How long do international payments take?
International payments take anywhere from a few seconds to five business days, depending on the payment method and corridor. SWIFT transfers typically take one to five business days, while local payment rails such as UPI, Pix, and SEPA Instant settle within seconds. Card payments processed through international payment gateways generally settle within one to three business days.
What fees are involved in international payment processing?
International payment processing involves several fee layers:
- Transaction fee: 1.5–3.5% per transaction
- FX conversion spread: 0.5–3% on top of the mid-market rate
- Cross-border assessment fees: charged by card networks such as Visa and Mastercard
- Correspondent bank fees: $15–$50 per transaction for SWIFT transfers
Using local payment rails instead of SWIFT and choosing a gateway with transparent FX pricing significantly reduces the total cost per transaction.
What is an international payment gateway?
An international payment gateway enables businesses to accept payments from customers in different countries.

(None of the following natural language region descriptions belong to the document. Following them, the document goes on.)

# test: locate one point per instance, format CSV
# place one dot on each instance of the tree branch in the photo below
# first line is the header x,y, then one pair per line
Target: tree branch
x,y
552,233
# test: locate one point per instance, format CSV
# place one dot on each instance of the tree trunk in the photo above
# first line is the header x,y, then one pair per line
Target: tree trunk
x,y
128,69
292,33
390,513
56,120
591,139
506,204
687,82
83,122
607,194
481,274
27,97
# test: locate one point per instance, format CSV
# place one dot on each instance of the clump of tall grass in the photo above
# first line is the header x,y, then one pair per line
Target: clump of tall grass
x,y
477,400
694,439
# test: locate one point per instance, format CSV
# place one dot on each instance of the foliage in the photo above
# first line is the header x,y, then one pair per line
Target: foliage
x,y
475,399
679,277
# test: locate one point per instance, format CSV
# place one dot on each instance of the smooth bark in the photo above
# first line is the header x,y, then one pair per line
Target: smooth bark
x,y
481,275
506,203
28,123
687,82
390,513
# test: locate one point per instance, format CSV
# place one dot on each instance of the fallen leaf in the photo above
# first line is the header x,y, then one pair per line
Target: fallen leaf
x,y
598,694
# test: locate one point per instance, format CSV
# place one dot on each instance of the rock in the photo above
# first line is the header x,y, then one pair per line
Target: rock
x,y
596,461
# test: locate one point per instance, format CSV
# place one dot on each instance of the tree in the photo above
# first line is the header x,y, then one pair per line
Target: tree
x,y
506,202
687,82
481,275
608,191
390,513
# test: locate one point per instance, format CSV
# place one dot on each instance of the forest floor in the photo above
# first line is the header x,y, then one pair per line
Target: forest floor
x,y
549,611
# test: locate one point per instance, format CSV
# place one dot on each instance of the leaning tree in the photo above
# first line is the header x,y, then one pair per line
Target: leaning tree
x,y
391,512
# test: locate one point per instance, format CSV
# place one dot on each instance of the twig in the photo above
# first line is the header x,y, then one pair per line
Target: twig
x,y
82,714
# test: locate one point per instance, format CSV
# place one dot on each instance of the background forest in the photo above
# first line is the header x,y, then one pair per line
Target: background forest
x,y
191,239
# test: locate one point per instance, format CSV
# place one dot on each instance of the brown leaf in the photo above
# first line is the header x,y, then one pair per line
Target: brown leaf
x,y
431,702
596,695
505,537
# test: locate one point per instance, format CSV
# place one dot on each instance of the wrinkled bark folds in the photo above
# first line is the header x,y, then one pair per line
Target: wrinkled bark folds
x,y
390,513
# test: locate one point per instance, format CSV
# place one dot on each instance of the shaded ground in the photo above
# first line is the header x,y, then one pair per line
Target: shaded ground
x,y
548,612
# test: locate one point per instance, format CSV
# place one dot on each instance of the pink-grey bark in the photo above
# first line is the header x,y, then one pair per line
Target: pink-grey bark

It processes transactions, supports multiple currencies, manages fraud screening, and connects to local payment methods and acquiring banks.
What is cross-border payment processing?
Cross-border payment processing is the infrastructure that moves money between two different countries. It handles currency conversion, compliance screening, network routing, and settlement into the merchant's account. Managed by cross-border payment providers and processors, it differs from domestic processing in cost, speed, and regulatory complexity. The provider you choose directly determines the reliability, cost, and conversion rate of every international transaction you process.
What payment methods are most popular in different countries?
Payment preferences vary significantly by market. UPI dominates in India, Pix leads in Brazil, iDEAL is the preferred method in the Netherlands, and Alipay and WeChat Pay account for the majority of digital payments in China. In Kenya, M-PESA is the leading mobile payment platform. In the United States, credit cards, PayPal, and Venmo remain the most widely used options. Supporting the dominant local payment method in each target market is one of the most effective ways to improve international checkout conversion rates.